Он знал эту улочку, зачем-то он когда-то пришел в нее, просто потому что она тупиковая, но этот самый тупик создают невысокие бараки в один этаж с покатыми, округлыми крышами, словно у шатров или шалашей. Черепица у них разбитая, обтрепанная, вся в выбоинах и вмятинах. Одного их вида когда-то хватило Оливеру, чтобы понять, что это место то самое из давних рассказов Ярвана о том, как он однажды все же ушел от правосудия, забежав в этот тупик и спрятавшись в полуподвальной нише.
– Там такой лаз, закрытый решеткой, – рассказывал Ярван, – но решетка эта на соплях держится, поэтому ее легко убрать, спрятаться в эту нишу, на самом деле это водосток и если туда влезть, то будешь по грудь в дерьме стоять, но зато можно решетку на место поставить, к стене прижаться – и вот тебя уже и не видно, и даже собаки, если они идут по следу, собьются из-за вонищи. Мне про это приятели рассказали, и оно прокатило. Правда, через два дня меня все равно взяли, но лишних два дня побегать было прикольно.

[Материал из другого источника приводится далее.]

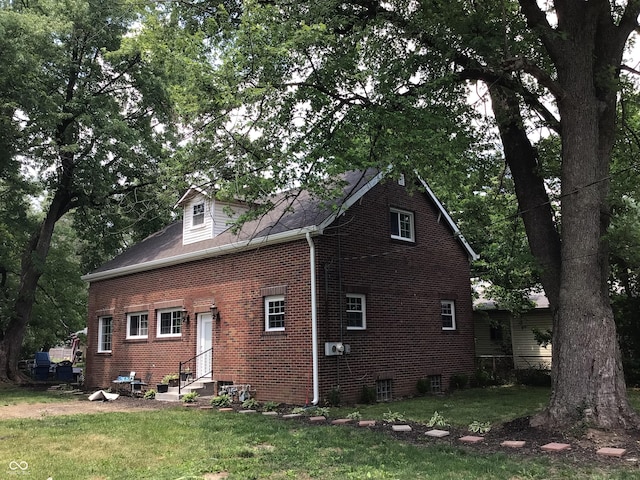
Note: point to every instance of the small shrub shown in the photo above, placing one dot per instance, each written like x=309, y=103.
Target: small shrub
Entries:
x=354, y=415
x=392, y=417
x=458, y=381
x=250, y=404
x=150, y=394
x=437, y=420
x=333, y=397
x=423, y=386
x=221, y=401
x=190, y=397
x=270, y=406
x=480, y=427
x=533, y=377
x=368, y=395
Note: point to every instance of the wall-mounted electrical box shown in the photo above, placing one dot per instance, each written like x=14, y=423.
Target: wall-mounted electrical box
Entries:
x=336, y=348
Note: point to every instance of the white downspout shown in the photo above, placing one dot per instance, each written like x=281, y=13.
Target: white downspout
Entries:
x=314, y=320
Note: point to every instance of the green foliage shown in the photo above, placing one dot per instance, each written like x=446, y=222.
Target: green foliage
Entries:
x=368, y=394
x=437, y=420
x=393, y=417
x=221, y=401
x=150, y=394
x=458, y=381
x=354, y=415
x=333, y=397
x=190, y=397
x=479, y=427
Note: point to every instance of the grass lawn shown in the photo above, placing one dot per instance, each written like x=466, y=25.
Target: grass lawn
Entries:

Тогда это был один из множества нелепых рассказов о прошлом, которыми почти все осужденные в компании у огня напоминали себе о том, что они живые люди с какими-то своими реальными жизненными эмоциями, а не выживающие манекены, не до конца расплавленные Пеклом, а теперь для Шефа это была подсказка, причем она сама всплывала в памяти, хотя он и слушал тогда Ярвана в пол-уха – лениво, не желая заморачиваться.
– Если ты еще не понял, я иду по сигналу твоего иммунного чипа, – сказал Оливер, заходя в этот тупик.
Тут же, судя по запаху, некоторые местные шлюхи обслуживали клиентов. На это же намекал и ящик, покрытый каким-то тряпьем.
Оливер его видел и невольно усмехался, вспоминая логово Волков. Они любили такие ящики, а потом Кастер ныл, что у него после первого знакомства с Витой вся задница в занозах, за что его непременно дразнил словами Кирк.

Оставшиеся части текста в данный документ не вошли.